Chéjov nació en 1860 y empezó a escribir para sostenerse económicamente mientras estudiaba medicina en Moscú.
Muchos de los cuentos escritos en sus años de estudiante se han extraviado porque los publicaba con distintos seudónimos y en diversos medios. Generalmente eran relatos breves y humorísticos sobre campesinos. Su abuelo había sido un mujik -un campesino pobre- que ahorró toda su vida para comprar su libertad y la de sus hijos.
Una vez recibido y mientras ejerció la profesión, Chéjov continuó escribiendo en prestigiosos periódicos, y su labor fue reconocida con el Premio Pushkin. En confianza, solía decir que la medicina era su esposa y la literatura su amante.
En 1887 comenzó a percibir los signos y síntomas de la enfermedad que condicionaría los últimos años de su vida: la tuberculosis.
Para mejorar su precaria salud visitó distintos balnearios sin abandonar su actividad artística. Sus obras de teatro se destacaron bajo la dirección de Konstantín Stanislavski. Tío Vania, Las tres hermanas, y El jardín de los cerezos fueron éxitos resonantes. Durante el ensayo de esta última obra, conoció a la que sería su esposa, la actriz Olga Knipper.
Aunque en algún momento Chéjov afirmó que “después del matrimonio las personas dejan de ser curiosas”, no fue su caso: aún después de contraer matrimonio, el autor solicitó autorización para viajar a la remota prisión en la isla de Sajalín, de las más orientales del Imperio Ruso. Llegar hasta allí le demandó 82 días. En ese lugar conoció los horrores del sistema carcelario y sus injusticias.
El extenso viaje y las condiciones extremas del clima resintieron su ya frágil salud, sin embargo, este deterioro no fue escollo para continuar su obra literaria en la que se destacaban estos personajes grises y opacos, sino que también supo donar los medios para dar de comer a miles de campesinos, víctimas de la pérdida de cosechas en Samara.
Intentos de recuperación
Como buen médico, Chéjov hacía caso omiso a sus colegas. A pesar del diagnóstico lapidario de su amigo, el doctor Schurovsky, el escritor continuó con su intensa vida asistencial y literaria.
Realizó un viaje a Ufá, en los Urales, lugar donde se producía una leche fermentada de yegua llamada koumiss. Esta bebida, la preferida de los mongoles, obró milagros en el cuerpo minado de Chéjov, quien ganó unos kilos gracias a las virtudes de esta leche cuajada, conocida en Estados Unidos como el champagne de las leches.
A pesar de su aspecto lozano, la tuberculosis continuaba su macabra tarea. “Nada hay más aburrido y menos poético que esta lucha prosaica por la existencia que destruye el goce de vivir”, decía el autor mientras su vida se acortaba, razón por la cual se le recomendó pasar largas temporadas en climas más templados, la única terapia efectiva que se conocía a principio del siglo XX.
Chéjov y su esposa viajaron hasta Badenweiler en Alemania, balneario donde se sometía a los pacientes a una dieta de cacao. Nadie sabrá si fue por el clima o por el cacao pero lo cierto es que su salud mejoró notablemente.
Parecía que Chéjov tendría más tiempo para dedicarse a su actividad literaria, cuando una noche del 29 de junio de 1904 un fuerte dolor desgarró su pecho. Era un infarto.

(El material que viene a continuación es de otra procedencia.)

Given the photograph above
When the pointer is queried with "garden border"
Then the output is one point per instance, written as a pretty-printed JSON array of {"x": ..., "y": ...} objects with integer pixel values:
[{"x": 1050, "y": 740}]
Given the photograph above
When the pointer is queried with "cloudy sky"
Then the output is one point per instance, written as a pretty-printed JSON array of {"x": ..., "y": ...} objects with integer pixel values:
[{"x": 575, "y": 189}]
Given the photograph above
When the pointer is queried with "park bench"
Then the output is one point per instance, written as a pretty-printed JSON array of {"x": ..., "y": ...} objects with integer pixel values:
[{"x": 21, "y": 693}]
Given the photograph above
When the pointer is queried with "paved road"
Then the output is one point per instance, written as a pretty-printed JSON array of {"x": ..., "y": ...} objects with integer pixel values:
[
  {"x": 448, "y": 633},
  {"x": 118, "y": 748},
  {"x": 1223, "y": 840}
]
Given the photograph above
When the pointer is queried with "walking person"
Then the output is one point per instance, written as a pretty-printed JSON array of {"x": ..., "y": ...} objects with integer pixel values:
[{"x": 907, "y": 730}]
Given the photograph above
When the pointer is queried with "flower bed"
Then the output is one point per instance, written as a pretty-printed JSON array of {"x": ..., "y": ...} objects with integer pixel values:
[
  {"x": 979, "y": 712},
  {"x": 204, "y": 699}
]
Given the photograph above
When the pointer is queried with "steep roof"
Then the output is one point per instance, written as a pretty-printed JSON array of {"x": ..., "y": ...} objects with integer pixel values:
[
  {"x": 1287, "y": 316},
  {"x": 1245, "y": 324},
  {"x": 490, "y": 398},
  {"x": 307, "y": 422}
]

Por los siguientes quince días guardó reposo y parecía recuperarse, hasta que una noche -el 15 de julio- despertó a su esposa acosado por el mismo dolor. Esa noche un médico que lo atendió le recomendó tomar champagne, y aunque obedeció, cuando se acostó con el gusto de las burbujas en su paladar, cerró sus ojos y no los volvió a abrir.
Su cuerpo fue enviado a Moscú en un vagón refrigerado que decía “ostras frescas”. Quizás de haberlas tenido a mano, hubiese acompañado su último brindis con estas ostras que estuvieron a su lado en este trayecto póstumo. En Moscú, Chéjov está enterrado en el cementerio de Novodèvichi.